Developing children’s communication, discussion, and debating skills is important as they progress through school.

Teaching the news and implementing real-life learning can help children grapple with their surroundings, different responses, and how events make them feel.

This blog outlines 3 ways teaching the news builds children’s communication skills.

Developing communication skills using news content.

Understanding emotional responses
Understanding different emotions and showing empathy to others are important tools for effective communication.

Use a news topic or current issue with your pupils to build their ability to read and understand their own emotions, and the feelings of those around them.

Ask how a news story makes the children feel, and explore different emotional responses, to help children identify and articulate their response to an issue or event.

Using a news issue as the anchor for emotional exploration encourages children to analyse their feelings, to explain why they feel or react a certain way.

Part of this discussion, children could evaluate whether their feelings have changed as they have learnt more about a news topic.

Children’s understanding of their own emotions can develop their ability to recognise how others feel. Even if their emotional responses differ, you can instil that all their feelings are valid.

Another way to develop emotional understanding during your news sessions is to encourage children to detect the speaker’s non-verbal cues. This includes body language, facial expressions, gestures, tone of voice, speed of speech – essentially what message the speaker is conveying when discussing their opinions. Practising reading non-verbal cues can boost children’s ability to communicate and further understand others.

Developing emotional intelligence in this way, by understanding the personal impact of news issues, will benefit children’s ability to discuss and debate.

Active listening
Quality listening skills are needed to be a good communicator.

This goes beyond simply hearing what someone is saying.

Instead, children who are actively listening are attempting to understand someone’s words, and why they are using them.

If someone is actively listening, it suggests they are fully engaged in what the other person is saying.

So, you could challenge children to respond to a news story you’ve shared by asking open questions to learn more. If children can generate questions and further talking points in response, this is a good indicator they are engaged and actively listening. 

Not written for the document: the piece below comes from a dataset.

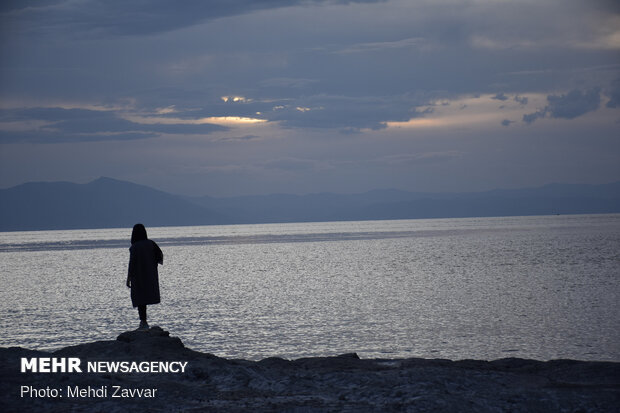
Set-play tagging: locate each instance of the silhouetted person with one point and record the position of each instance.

You could also ask children to repeat back or paraphrase the news story they have heard. Articulating a story or event in their own words will reinforce the knowledge gained and show they have actively listened to what’s happening.

Building on this skill will improve children’s communication skills. Not only that, it will help better their attention in the classroom and at home!

Meaningful conversations for personal development
Use a news topic as the centre of your conversation, and implement talking points based on children’s thoughts and opinions on the story.

Here’s some prompts to help your children determine and communicate their view:

  • Is this a straightforward topic to understand?
  • What part of this topic stands out to you?
  • What do you think? Why?
  • What did you already know about this topic?
  • What assumptions are you making?
  • Have your thoughts changed now you know more about the story?
  • What is an alternative view?

Having meaningful news-based conversations can further help children understand the views and ideas of people around them.

Children can respond to what someone else thinks and voice their own opinion, whilst showing they have digested what other people believe.

You may find that during this process of meaningful conversation children change their view, or their initial thoughts alter. Listening and reflecting helps us develop as people, and is also important as children improve their ability to discuss ideas.

If this happens, you could take it a step further by asking children to identify what exactly made them change their view, as they become more advanced in their ability to communicate.

Using the news as a focus point for discussion therefore allows for a variety of opinions, whilst making room for thoughts to develop and evolve.